Many commentators have questioned whether the budget will be focused on the forthcoming election or alternatively, one that is “right for the country” but not necessarily full of populist measures to help labour’s reelection push.

So what can we expect in the budget?

Mr Darling gave some hint in a BBC interview, when he warned people not to expect a “giveaway” and that the budget would be “sensible” and “reflect the times in which we live”. He also confirmed that despite the commitment to halve the deficit over the next four years, the government would continue to spend to support the economy.

So apart from the usual macro economic content, how will the budget effect you? We expect to see some, if not all of the following

1. Income tax rates to remain unchanged

So close to a General Election and following the introduction of the 50% rate of tax, we are unlikely to see any changes to the rates of Income Tax in this budget. Mr Darling and his predecessor seem to prefer to rely on other methods, such as freezing allowances, known as fiscal creep, which they believe are less noticeable and headline grabbing.

2. No change to VAT

Again, this close to the Election it is unlikely that the Chancellor will raise VAT. However, it could be a target soon afterwards.

3. Corporation tax to remain unchanged

The government will want to try and bring unemployment levels down over the coming months, and leaving more money in employers’ pockets is one way to potentially create jobs. Therefore, don’t expect to see changes to corporation tax rates.

4. Capital Gains Tax

With income tax rates at 20%, 40% and 50%, having Capital Gains Tax at 18% is a glaring anomaly and it is the source of some confusion as to why the rate has not been increased in previous budgets.

We expect some changes here with a possible rise in the rate charged, however, as it has been left unchanged for this long it must be questionable whether the rate will rise.

5. Increased anti-avoidance measures

The Government and HMRC need to raise as much money as possible from a variety of sources, clamping down on anti avoidance measures would be seen as an ‘easy win’ and probably a reasonably populist measure, expect to see more of this sort of thing.

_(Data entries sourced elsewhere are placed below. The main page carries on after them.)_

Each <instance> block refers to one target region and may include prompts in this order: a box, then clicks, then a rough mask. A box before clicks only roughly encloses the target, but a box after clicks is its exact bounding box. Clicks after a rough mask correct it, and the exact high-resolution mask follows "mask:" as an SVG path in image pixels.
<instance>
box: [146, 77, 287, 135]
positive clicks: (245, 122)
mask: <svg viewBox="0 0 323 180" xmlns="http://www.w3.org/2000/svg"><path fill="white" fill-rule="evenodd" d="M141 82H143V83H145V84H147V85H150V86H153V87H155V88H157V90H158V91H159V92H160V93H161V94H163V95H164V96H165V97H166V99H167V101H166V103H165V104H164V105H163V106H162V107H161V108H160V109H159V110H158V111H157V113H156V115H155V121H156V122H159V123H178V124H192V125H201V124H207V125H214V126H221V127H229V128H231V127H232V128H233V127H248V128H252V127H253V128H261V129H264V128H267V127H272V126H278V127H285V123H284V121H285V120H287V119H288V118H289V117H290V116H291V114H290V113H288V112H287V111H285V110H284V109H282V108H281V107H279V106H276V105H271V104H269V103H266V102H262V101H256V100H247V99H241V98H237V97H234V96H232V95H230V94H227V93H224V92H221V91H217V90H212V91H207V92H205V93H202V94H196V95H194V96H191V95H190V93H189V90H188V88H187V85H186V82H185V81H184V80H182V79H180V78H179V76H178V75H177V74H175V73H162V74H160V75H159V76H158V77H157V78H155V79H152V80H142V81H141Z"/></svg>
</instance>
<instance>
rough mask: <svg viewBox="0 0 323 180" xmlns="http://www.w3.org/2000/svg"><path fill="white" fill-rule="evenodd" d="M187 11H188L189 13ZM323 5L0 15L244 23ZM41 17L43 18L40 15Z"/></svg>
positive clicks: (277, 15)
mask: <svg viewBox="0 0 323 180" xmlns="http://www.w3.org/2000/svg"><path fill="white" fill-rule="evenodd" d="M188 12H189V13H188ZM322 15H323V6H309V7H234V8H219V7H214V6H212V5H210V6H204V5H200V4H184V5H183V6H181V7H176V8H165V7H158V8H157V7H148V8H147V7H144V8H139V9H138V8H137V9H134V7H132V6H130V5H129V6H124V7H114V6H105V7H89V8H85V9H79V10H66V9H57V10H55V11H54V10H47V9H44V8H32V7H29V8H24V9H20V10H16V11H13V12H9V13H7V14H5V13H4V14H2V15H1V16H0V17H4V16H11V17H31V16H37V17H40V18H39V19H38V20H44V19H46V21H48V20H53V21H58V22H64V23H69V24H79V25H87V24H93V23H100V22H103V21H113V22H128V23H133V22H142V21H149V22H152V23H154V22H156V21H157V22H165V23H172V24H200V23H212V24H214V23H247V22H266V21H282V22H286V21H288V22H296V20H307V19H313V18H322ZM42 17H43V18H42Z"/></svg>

6. Further measures against non doms

In a further populist move, expect further measures against non doms, which may involve a statutory residency test amongst other possible alternatives to raise much needed income from another easy target.

7. Tax credits

Expect to see some reform on tax credits, there is unlikely to be a wholesale giveaway, but tweaks in an area that is always popular with voters.

8. Changes to help reduce unemployment

The government are rightly nervous about the relatively high rates of unemployment, especially those that have been without work for a considerable period of time. Expect measures to help encourage people back to work. However, only time will tell whether they will be enough to impact on the problem and offset the effect on employers of the National Insurance rise from April 2011.

9. Savings Tax

At a time of rising inflation and historically low interest rates, one extremely popular measure would be to reduce the tax paid on interest from savings, or even extend the amount that can be held in tax free savings products such as ISAs or certain National Savings and Investments accounts. Unfortunately this would appear to be a forlorn hope with little chance of movement in this area, meaning that savers continue to suffer negative real returns with inflation above most rates of interest.